1.00 mol of perfect gas at 25 C is expanded isothermally from an initial pressure of 5.00 atm to a final pressure of 1.00 atm in two ways:(a) reversibly (b) against a constant external pressure of 1.00 atm. Calculate the values for q, w, dU, dH, dG, dSsys, dSsur, dStot for each path.
(I pretty much know how to calculate all of them, but for Gibbs free energy for part (a) I got a different answer. I got -3.98kJ, but the answer is +3.98kJ. The only way I can get that is if I plug in dSsur in the dG equation instead of dSys. Do you use dSsur to get dG for an isothermal reversible process? I thought dG= dH-TdSsys Please explain.) Thanks.

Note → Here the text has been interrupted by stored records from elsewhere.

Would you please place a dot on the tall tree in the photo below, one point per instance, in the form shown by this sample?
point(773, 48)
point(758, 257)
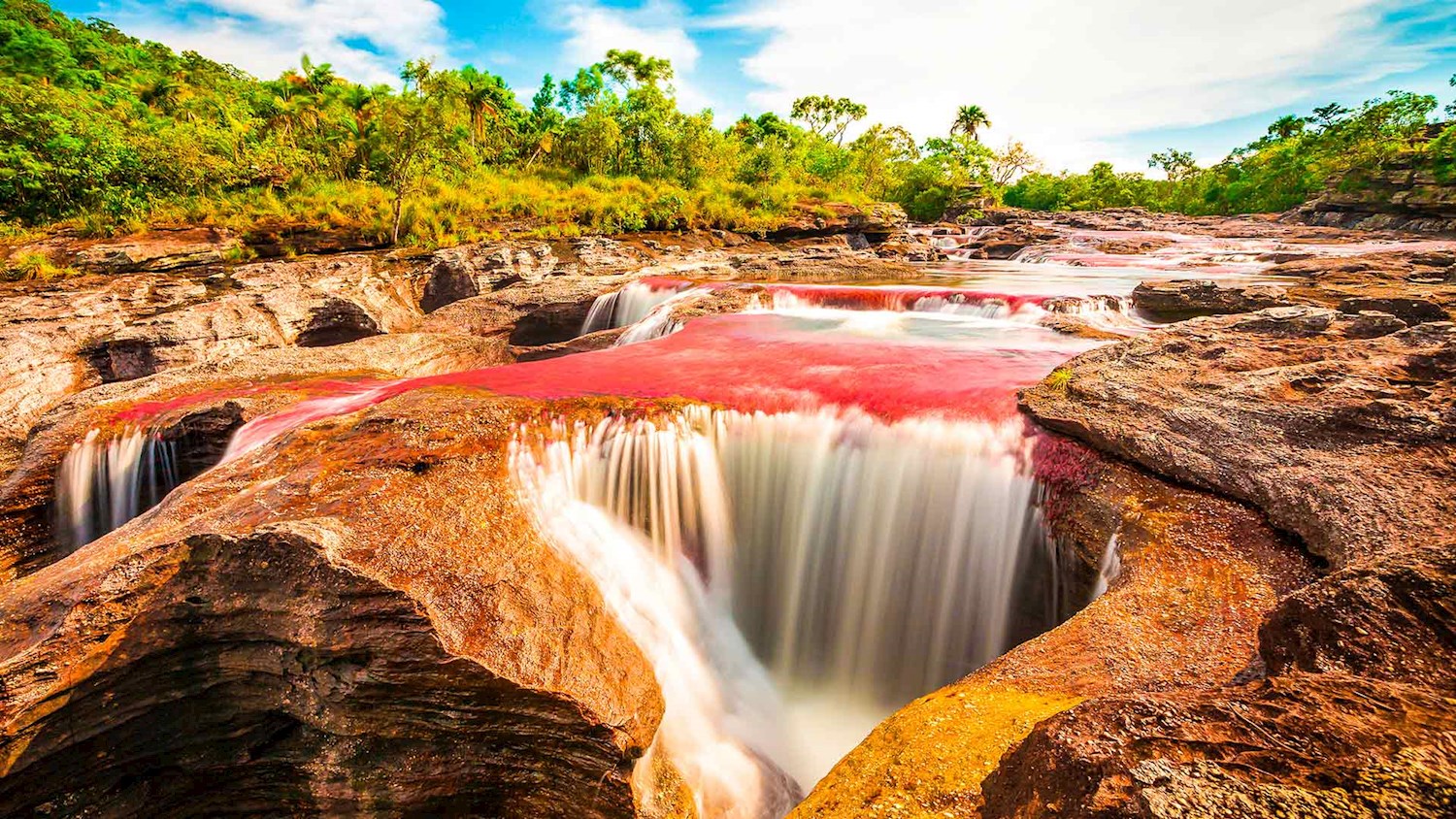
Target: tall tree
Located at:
point(827, 116)
point(970, 119)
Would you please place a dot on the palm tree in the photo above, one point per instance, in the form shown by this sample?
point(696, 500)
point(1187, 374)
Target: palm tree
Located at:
point(970, 119)
point(478, 92)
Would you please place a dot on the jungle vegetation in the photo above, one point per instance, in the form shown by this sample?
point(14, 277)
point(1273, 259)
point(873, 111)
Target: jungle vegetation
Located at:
point(104, 133)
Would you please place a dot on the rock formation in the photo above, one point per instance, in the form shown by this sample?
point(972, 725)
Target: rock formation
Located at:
point(1340, 428)
point(1404, 194)
point(261, 643)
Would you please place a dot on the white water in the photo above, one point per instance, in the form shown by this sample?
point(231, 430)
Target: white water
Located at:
point(628, 306)
point(721, 722)
point(1109, 568)
point(864, 562)
point(105, 483)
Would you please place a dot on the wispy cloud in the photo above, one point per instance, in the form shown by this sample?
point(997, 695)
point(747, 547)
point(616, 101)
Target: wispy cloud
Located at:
point(1071, 78)
point(657, 28)
point(363, 40)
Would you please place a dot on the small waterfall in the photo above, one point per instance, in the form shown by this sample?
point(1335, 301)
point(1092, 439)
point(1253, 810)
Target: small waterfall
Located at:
point(1115, 313)
point(721, 722)
point(105, 483)
point(658, 322)
point(1109, 568)
point(864, 562)
point(629, 305)
point(791, 299)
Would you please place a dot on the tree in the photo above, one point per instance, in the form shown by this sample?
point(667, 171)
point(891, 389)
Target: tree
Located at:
point(631, 67)
point(411, 130)
point(827, 116)
point(970, 119)
point(1330, 115)
point(1286, 127)
point(482, 95)
point(1176, 165)
point(1012, 162)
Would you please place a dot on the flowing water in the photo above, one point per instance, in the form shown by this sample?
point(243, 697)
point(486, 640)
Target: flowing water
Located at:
point(841, 516)
point(104, 483)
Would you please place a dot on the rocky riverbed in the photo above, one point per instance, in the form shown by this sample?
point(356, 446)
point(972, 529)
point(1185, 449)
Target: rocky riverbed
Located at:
point(349, 603)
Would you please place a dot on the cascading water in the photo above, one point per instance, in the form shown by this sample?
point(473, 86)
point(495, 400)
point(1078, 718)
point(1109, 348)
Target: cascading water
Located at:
point(864, 562)
point(105, 483)
point(1109, 568)
point(721, 720)
point(629, 305)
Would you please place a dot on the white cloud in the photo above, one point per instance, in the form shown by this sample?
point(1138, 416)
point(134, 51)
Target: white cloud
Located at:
point(364, 40)
point(655, 28)
point(1068, 78)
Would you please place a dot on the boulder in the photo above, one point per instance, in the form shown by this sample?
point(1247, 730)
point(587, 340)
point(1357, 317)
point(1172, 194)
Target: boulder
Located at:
point(1344, 440)
point(1184, 299)
point(267, 641)
point(200, 408)
point(1341, 429)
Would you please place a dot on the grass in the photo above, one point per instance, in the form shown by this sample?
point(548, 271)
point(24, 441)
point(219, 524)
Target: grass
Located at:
point(482, 207)
point(34, 265)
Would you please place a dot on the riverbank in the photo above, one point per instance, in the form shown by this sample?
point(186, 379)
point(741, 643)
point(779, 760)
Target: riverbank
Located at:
point(378, 569)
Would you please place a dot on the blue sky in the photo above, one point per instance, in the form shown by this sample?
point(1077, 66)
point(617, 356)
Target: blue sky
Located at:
point(1076, 81)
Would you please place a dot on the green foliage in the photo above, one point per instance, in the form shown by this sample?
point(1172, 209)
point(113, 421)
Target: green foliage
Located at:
point(107, 133)
point(1287, 166)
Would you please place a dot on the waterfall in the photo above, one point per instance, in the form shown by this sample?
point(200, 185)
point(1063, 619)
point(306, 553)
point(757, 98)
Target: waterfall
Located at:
point(721, 720)
point(1109, 568)
point(864, 562)
point(658, 320)
point(105, 483)
point(631, 305)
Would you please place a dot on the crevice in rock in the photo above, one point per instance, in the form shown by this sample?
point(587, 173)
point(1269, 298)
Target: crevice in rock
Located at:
point(338, 322)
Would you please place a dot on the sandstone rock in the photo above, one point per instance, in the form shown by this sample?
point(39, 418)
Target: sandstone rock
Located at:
point(1199, 574)
point(1344, 440)
point(262, 641)
point(1184, 299)
point(159, 249)
point(1341, 429)
point(877, 218)
point(204, 425)
point(1401, 195)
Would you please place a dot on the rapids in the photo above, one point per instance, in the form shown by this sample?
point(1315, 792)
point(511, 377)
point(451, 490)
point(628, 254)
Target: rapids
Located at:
point(104, 483)
point(824, 508)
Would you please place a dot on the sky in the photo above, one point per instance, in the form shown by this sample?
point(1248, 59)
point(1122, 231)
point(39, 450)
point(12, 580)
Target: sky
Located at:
point(1076, 81)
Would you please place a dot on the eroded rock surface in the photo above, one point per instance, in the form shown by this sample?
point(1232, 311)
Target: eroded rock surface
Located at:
point(1197, 576)
point(1340, 426)
point(264, 641)
point(1345, 440)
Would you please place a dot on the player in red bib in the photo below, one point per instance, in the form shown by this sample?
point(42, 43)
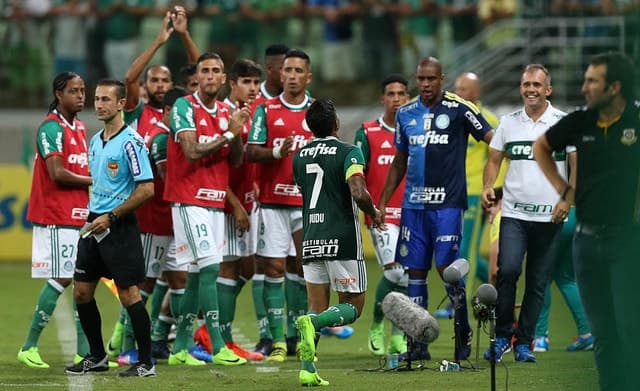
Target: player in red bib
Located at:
point(376, 140)
point(57, 207)
point(204, 143)
point(278, 129)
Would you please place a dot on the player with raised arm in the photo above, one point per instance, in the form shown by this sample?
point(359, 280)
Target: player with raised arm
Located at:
point(279, 129)
point(375, 139)
point(330, 174)
point(204, 143)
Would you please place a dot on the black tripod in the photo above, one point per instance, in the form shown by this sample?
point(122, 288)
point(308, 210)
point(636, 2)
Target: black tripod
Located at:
point(459, 339)
point(492, 346)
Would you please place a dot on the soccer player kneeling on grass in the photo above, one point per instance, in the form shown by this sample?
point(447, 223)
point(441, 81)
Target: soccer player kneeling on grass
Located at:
point(330, 176)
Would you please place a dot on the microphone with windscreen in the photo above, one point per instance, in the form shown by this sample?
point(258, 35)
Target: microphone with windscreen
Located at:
point(414, 320)
point(456, 271)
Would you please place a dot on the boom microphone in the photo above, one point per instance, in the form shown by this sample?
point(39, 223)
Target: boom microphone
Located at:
point(487, 294)
point(414, 320)
point(456, 271)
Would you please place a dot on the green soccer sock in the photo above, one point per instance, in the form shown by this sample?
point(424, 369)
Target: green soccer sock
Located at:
point(336, 315)
point(291, 292)
point(129, 338)
point(384, 287)
point(185, 311)
point(240, 283)
point(157, 297)
point(209, 304)
point(161, 329)
point(302, 304)
point(82, 345)
point(257, 290)
point(44, 309)
point(227, 289)
point(274, 293)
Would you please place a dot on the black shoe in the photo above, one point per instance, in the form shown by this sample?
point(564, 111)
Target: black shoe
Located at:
point(88, 364)
point(420, 352)
point(292, 346)
point(264, 346)
point(160, 350)
point(139, 369)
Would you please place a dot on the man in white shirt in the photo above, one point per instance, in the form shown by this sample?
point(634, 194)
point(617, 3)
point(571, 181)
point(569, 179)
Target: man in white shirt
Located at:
point(532, 212)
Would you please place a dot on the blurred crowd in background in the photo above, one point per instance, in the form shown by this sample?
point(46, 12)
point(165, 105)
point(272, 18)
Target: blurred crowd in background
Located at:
point(352, 43)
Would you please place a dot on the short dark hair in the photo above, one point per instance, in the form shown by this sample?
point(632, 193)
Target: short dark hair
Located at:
point(431, 62)
point(187, 71)
point(59, 84)
point(121, 89)
point(146, 71)
point(276, 49)
point(620, 68)
point(172, 96)
point(297, 53)
point(209, 56)
point(244, 68)
point(321, 117)
point(393, 78)
point(538, 67)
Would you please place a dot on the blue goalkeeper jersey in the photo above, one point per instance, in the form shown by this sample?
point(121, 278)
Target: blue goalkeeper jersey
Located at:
point(435, 139)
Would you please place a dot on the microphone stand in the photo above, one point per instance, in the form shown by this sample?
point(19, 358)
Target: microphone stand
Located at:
point(410, 347)
point(456, 323)
point(492, 346)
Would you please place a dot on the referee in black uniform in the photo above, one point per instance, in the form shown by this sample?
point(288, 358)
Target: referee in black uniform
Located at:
point(607, 198)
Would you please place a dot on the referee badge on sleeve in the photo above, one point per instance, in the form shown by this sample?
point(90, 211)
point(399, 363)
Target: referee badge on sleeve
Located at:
point(628, 137)
point(112, 167)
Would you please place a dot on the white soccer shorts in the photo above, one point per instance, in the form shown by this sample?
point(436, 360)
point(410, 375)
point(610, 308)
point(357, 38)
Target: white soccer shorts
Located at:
point(53, 251)
point(344, 276)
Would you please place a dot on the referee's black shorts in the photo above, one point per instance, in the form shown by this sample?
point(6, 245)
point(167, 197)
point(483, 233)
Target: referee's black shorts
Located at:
point(118, 256)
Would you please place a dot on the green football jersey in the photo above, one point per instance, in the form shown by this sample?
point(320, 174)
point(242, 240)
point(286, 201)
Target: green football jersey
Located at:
point(330, 215)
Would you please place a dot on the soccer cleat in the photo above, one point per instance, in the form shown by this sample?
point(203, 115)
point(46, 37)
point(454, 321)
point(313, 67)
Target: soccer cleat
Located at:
point(228, 358)
point(311, 379)
point(240, 352)
point(341, 332)
point(541, 344)
point(201, 337)
point(31, 358)
point(129, 357)
point(139, 369)
point(77, 358)
point(502, 346)
point(115, 342)
point(293, 346)
point(445, 313)
point(464, 351)
point(264, 346)
point(420, 352)
point(307, 337)
point(183, 357)
point(523, 353)
point(581, 344)
point(88, 364)
point(376, 339)
point(200, 353)
point(278, 353)
point(397, 344)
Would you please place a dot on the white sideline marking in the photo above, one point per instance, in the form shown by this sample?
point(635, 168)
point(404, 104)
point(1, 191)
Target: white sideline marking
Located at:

This is what I did to solve for (a)

w= -nRT ln Vf/Vi
w= -3.98 kJ

q= -w for isothermal process b/c dU is equal to 0 so q=+3.98kJ

dU=0
dH= dU + d(nRT), for isothermal process T=0
Thus, dH=0

dSsys= q/T= 3.98kJ/298 K= +13.39 J/K

dSsur= -13.39 J/K

This is where my problem is

dG= dH-TdS
dG= 0-(298K)(13.39J/K)
dG= -3.99 kJ <----- this is what I got, but my professor's answer to this problem is positive. I think he used dSsur, but I don't understand why? Isn't Gibbs free energy in regards to the "system" ?

Last edited: Sep 28, 2011
2. Sep 29, 2011

### Puchinita5

Haha maybe you are in my class because I have an exam tomorrow and I was just working on this problem and also cannot figure out how he got a positive answer for G in part a either. I am hoping he made a mistake because I really don't understand why it would be positive.